I admit, there was a bit of comfort-level consideration in my decision. I was a fairly late adopter of .NET, having come from a culture in which bytecode was not “real code”, but I switched over when it became clear that it was not a fad, but rather how development was going to be done both at my company, and at many others around the world. Even so, I’ve now had at least seven years using .NET, mostly C#, as my primary development platform. I’m very comfortable working with it.
I started working with Unity in 2012. Until then, I did most of my 3D programming in DirectX or XNA. I had been working with Microsoft’s 3D pipeline since DirectX 7, when I gave lectures for WPI’s GDC on the technology, so again, it was a technology base I was very comfortable working with, and its structure and paradigm were familiar. Unity embraced a structure that, to me, seemed very oriented around particular types of games. It made many things hilariously easier — 3D rendering was a breeze, and I could get a character walking around an environment inside 20 minutes — something that would take days in .NET.
That said, it seemed to have issues with data-driven games. Anything that had static 2D screens, so common in 4X games, had to work around the fact that Unity expected to be constantly throwing out frames as fast as it could. It seemed wasteful to be handling screens that way.
I hemmed and hawed about this for a year or more; I tried building interfaces in both environments, and after drafting more than a few prototypes, I ended up deciding that staying in .NET and going with a 2D interface was the way to go. I think it is worthwhile to explain why.
The base coordinate system that STL operates in is four-dimensional; it represents objects and events in spacetime because it has to in order to be able to show a player what the universe looks like from their perspective. Velocity (in special relativity) and gravity (in general relativity) transform space time coordinates in ways analogous to the way matrices transform 3D coordinates to display objects on a 2D display.

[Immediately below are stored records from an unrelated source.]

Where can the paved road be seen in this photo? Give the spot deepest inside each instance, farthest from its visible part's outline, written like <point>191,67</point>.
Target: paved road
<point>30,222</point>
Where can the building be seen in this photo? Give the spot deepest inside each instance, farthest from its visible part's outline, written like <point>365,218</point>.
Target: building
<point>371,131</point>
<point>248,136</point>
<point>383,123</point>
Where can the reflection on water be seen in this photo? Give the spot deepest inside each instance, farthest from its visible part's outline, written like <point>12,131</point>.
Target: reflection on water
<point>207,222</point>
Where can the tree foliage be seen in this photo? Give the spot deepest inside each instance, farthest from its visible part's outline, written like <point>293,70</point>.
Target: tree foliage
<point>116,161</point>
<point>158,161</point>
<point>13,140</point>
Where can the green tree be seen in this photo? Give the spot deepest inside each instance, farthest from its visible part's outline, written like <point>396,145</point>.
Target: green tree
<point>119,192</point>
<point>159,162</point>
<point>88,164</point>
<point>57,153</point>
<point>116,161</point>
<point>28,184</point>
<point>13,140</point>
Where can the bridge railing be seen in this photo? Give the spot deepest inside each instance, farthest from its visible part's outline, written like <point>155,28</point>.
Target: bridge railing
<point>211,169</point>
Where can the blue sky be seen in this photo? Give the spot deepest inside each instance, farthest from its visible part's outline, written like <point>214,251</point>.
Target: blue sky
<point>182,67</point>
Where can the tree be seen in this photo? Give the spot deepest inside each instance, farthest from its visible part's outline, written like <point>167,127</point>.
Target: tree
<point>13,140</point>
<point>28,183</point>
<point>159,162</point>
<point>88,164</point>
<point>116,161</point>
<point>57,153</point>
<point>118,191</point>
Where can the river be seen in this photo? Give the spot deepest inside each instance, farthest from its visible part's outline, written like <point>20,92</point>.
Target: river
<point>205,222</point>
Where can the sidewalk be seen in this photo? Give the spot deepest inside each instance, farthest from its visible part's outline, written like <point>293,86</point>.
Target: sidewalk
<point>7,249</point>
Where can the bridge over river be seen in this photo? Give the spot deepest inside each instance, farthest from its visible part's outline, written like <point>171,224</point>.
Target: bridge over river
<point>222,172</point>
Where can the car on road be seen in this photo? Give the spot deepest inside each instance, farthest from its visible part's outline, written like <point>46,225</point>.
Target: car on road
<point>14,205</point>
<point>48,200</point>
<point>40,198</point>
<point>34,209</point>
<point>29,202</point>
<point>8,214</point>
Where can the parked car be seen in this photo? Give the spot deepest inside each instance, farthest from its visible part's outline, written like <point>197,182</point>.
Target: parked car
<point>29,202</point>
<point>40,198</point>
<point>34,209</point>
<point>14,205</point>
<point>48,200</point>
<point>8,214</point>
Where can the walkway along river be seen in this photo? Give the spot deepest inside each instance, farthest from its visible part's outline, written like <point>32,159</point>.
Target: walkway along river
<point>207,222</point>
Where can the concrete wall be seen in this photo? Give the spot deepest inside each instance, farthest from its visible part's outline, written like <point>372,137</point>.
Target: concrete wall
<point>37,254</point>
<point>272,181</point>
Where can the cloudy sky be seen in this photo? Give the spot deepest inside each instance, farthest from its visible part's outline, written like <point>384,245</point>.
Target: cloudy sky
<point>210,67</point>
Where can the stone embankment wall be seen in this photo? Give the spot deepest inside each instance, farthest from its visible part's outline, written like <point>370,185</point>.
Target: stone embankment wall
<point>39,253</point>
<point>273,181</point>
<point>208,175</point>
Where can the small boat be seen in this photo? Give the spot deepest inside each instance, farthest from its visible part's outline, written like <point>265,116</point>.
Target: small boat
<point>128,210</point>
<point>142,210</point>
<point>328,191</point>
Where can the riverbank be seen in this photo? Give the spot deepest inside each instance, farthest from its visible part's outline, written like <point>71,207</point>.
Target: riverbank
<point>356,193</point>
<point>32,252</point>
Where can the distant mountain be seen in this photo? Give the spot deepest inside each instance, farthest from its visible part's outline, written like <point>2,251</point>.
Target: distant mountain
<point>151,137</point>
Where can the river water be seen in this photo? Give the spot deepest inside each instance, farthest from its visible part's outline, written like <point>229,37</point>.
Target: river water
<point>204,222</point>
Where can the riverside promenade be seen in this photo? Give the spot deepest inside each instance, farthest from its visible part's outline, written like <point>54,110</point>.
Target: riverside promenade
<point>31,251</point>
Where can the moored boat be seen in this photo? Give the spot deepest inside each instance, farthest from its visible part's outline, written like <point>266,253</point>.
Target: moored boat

To get the math to work properly, I can’t really fudge the dimensions; I have to store everything as 3+1 spacetime. Since my data already stores the 3D coordinates, that would seem to suggest I should render the game in 3D, rather than projecting from 4D into 3D and 3D into 2D.
If I rendered everything in 3D, it would be easier to communicate some concepts, and harder to communicate others. For example, ship pathing looks more impressive in 3D, but it is actually doesn’t provide much useful information from a gameplay perspective; since distance and time are so far removed from each other in orbital mechanics (at least as compared to straight-line movement on a plane), the intuition a player has looking at an orbital path in 3D actually hurts their ability to judge what is going to happen, especially early on in the game. I can provide numbers representing the pertinent details atop the 3D rendered display, but when I tried to do that, the interface just became a crowded, unsightly mess. Perhaps a better UI designer than I could make an elegant solution, but I failed in that regard.
So ultimately I was left with the decision of whether I wanted to implement the presentation layer in .NET, and paying the price in the little bits of 3D I wanted, or implementing it in Unity, and paying the price for the bits of 2D I wanted. When I plotted out a best-guess project plan for each possibility, .NET won handily, and the Unity option, in fact, would’ve threatened my timeline.
That said, there is a strong separation of functionality and interface in Slower Than Light, specifically because I needed to allow for either interface option. As a result, it is possible that a 3D interface will come along one day, either from me or from somebody else if I release the engine for public or licensed use.